John Newcomb, CEO BMF, adds:

The results for Quarter 2 show a tale of two halves – the first half reflecting the shutdown of much of the construction industry, and improving trading conditions thereafter

The initial impact of Covid-19 was industry-wide, with figures from the Office of National Statistics (ONS) and the Construction Products Association reflecting the experience at merchant counters during the last quarter.

The ONS reported a record 35.0% fall in construction output in Q2 compared to Q1 2020. Private housing was the largest contributor in new work (down 51.2% on the previous quarter), with private housing RMI (down 46.5%) the largest contributor in repair and maintenance. These two sectors form the mainstay of merchants’ business and the quarter on quarter falls in both sectors were the highest ever recorded.

ONS figures show that April was the worst month, with May showing month on month growth of 7.6% and monthly construction output increasing by a record 23.5% in June. Despite this strong monthly growth, construction output in June 2020 was still 24.8% below February 2020 – the last full month before the impact of Covid-19

Manufacturing also suffered in Quarter 2. The CPA Q2 2020 State of Trade reported the worst quarterly performance since the 2008/9 recession, with 81% of heavyside manufacturers and 68% of lightside manufacturers recording a fall in sales compared to Q1 2020.

The confusion caused by inconsistent Government messaging in the first few days of the crisis has also led to ongoing issues. Along with many construction sites and builders’ merchants, some manufacturers temporarily closed before putting Covid-secure measures in place. Unfortunately, closing production lines led to shortages in certain product areas which is taking some time to unwind.

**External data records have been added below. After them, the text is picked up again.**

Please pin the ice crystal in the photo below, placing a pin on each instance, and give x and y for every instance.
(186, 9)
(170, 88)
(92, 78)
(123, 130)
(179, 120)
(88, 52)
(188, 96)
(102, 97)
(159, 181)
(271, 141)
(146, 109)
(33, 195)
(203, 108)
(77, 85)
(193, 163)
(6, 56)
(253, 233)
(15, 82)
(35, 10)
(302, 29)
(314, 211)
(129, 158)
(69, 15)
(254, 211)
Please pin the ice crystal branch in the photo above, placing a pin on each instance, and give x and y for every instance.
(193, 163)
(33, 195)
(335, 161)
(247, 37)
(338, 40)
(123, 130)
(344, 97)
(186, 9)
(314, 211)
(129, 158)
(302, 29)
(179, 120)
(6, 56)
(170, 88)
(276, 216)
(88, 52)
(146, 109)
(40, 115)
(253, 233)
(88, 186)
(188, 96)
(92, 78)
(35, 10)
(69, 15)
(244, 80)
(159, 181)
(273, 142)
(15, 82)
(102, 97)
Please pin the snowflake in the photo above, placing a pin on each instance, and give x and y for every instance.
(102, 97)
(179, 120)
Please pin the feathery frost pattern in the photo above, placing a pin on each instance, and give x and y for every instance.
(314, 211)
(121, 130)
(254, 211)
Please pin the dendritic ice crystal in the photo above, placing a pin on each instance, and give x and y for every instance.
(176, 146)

On the positive side, furloughed workers took the opportunity to undertake DIY projects – boosting paint and landscaping sales – and construction workers returned to site relatively quickly to complete existing projects.

More worrying is the forward data released by the ONS. New orders decreased by a record 51.1% in Q2 compared with Q1 2020. The impact of the Covid-19 crisis looks set to continue to impact results for the rest of the year and beyond.